Use cases for data science are male-dominated too
The topics that are widely promoted as use cases for data science, like crypto trading, are also very male-oriented. It’s a positive feedback cycle where, once certain topics are set in motion, they attract even more attention to the males promoting them, and then it increasingly seems like data science and AI are male-dominated spaces.
Casual sexism or unconscious bias
There is also the issue of casual sexism or unconscious bias that’s hard to erase because it cannot easily be ‘proven’. Other common microaggressions are automatically assuming the male peer or junior teammate is the female’s manager, paying attention to someone’s words only when a male says them, even after a female has already said the exact same thing.
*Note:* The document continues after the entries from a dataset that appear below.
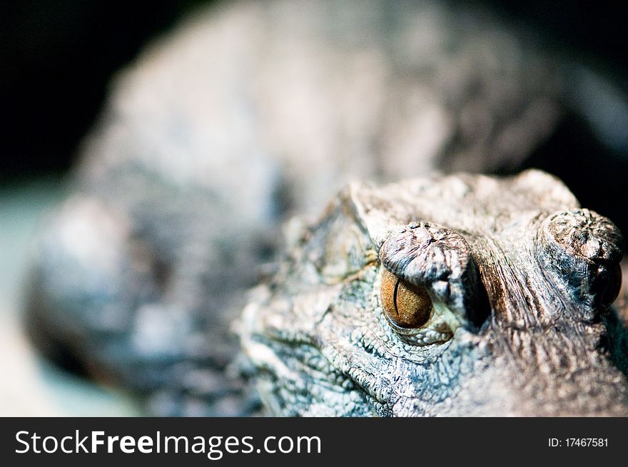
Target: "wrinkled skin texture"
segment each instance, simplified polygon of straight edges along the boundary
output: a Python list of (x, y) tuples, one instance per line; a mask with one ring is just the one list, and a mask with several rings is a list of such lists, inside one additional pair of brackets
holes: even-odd
[[(293, 215), (317, 215), (354, 179), (391, 182), (435, 170), (518, 170), (568, 117), (569, 93), (579, 89), (567, 86), (556, 63), (535, 46), (533, 38), (519, 36), (485, 11), (430, 2), (240, 1), (191, 19), (115, 80), (103, 116), (84, 142), (70, 194), (42, 228), (26, 309), (34, 342), (57, 361), (67, 363), (69, 356), (92, 377), (141, 394), (150, 414), (256, 413), (257, 397), (240, 374), (256, 369), (246, 359), (234, 362), (238, 344), (230, 327), (246, 303), (246, 290), (273, 272), (267, 265), (283, 249), (280, 226)], [(492, 222), (485, 211), (497, 210), (493, 205), (505, 195), (492, 193), (494, 198), (483, 198), (485, 205), (477, 205), (480, 224)], [(393, 195), (390, 202), (400, 193)], [(439, 205), (454, 206), (454, 200), (432, 207)], [(421, 220), (452, 229), (479, 255), (482, 237), (473, 243), (444, 215)], [(298, 236), (300, 222), (288, 223), (289, 239)], [(358, 228), (355, 216), (338, 222)], [(371, 244), (360, 228), (360, 241)], [(516, 246), (510, 255), (525, 245)], [(468, 255), (466, 248), (460, 255)], [(340, 245), (329, 252), (327, 261), (335, 257), (330, 267), (338, 274), (356, 260), (345, 252)], [(470, 274), (485, 281), (488, 272), (480, 272)], [(361, 284), (356, 282), (355, 293), (363, 298), (368, 290)], [(474, 313), (466, 302), (482, 297), (456, 284), (465, 291), (457, 292), (458, 305)], [(286, 284), (283, 293), (293, 287)], [(495, 287), (501, 289), (502, 282)], [(328, 289), (325, 299), (336, 292)], [(318, 309), (300, 289), (294, 293), (303, 297), (304, 309)], [(500, 305), (505, 315), (507, 298)], [(545, 309), (545, 302), (539, 303)], [(602, 316), (599, 308), (592, 308), (591, 319)], [(488, 313), (477, 310), (474, 323)], [(512, 318), (518, 326), (520, 319)], [(496, 320), (495, 326), (518, 329), (506, 322)], [(307, 324), (300, 319), (298, 324)], [(471, 339), (476, 334), (465, 335), (467, 344), (460, 337), (438, 351), (460, 354), (461, 360), (452, 360), (456, 364), (482, 361), (490, 367), (490, 360), (475, 356), (480, 351)], [(580, 334), (565, 339), (574, 335)], [(313, 351), (318, 363), (311, 364), (327, 368), (329, 359), (353, 358), (353, 349), (345, 350), (345, 357), (322, 359)], [(445, 392), (459, 391), (459, 370), (440, 366), (440, 376), (431, 373), (435, 384), (450, 381)], [(404, 369), (389, 369), (401, 377)], [(338, 374), (342, 384), (355, 384)], [(370, 397), (343, 394), (336, 395), (358, 394), (358, 402)], [(321, 394), (313, 397), (322, 400)], [(402, 400), (411, 405), (415, 399)], [(273, 401), (268, 402), (281, 405)], [(287, 404), (273, 411), (319, 414), (338, 406), (308, 411), (305, 403)], [(346, 411), (396, 413), (386, 404), (379, 409), (358, 404), (361, 409)], [(465, 406), (472, 413), (470, 403)]]
[[(355, 183), (253, 293), (245, 352), (276, 414), (626, 416), (625, 348), (608, 344), (622, 242), (539, 171)], [(425, 287), (451, 333), (405, 341), (385, 268)]]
Equal voice in determining how a data scientist is defined
To undergo a change, Wong feels that we need to examine the systems in place that lead to these issues in the first place.
A question that needs to be answered is if relevant players from different disciplines have an equal voice in determining how a data scientist is defined. We should also examine the forces at play in causing the ‘pipeline’ problem.
Peggy Orenstein’s ‘Flux’ points to research showing that females do a bit less well at math than males in high school in the US, but by the time they get to college, performance levels out, and a little more than 40 per cent of math majors in the US are female.
Wong adds, “Are females discouraged from becoming math majors in college just because of their high school performance? If that is the case, what can be done to retain their interest in college? Given that the percentage of females in math and statistics are still pretty high, even if not equal to males, the more pernicious problem I foresee for gender parity in data Science is, as I’ve mentioned, the increasing cornering of statistics and Math majors into jobs with the ‘Research’ title instead of according them more lucrative jobs like data scientist ones.”
Greater focus on AI ethics
The UN has very recently set goals to standardise AI ethics across all countries. There will probably be a greater emphasis on AI ethics, but probably also more complications as you try to impose standards that may not be compatible with the cultural mores of all countries.
Wong concludes, “I have also done my own analysis on data-related trends in earnings transcripts, etc., and speculate that all trends are cyclical. This emphasis on MLOps today will probably give way to something else in one or two years.”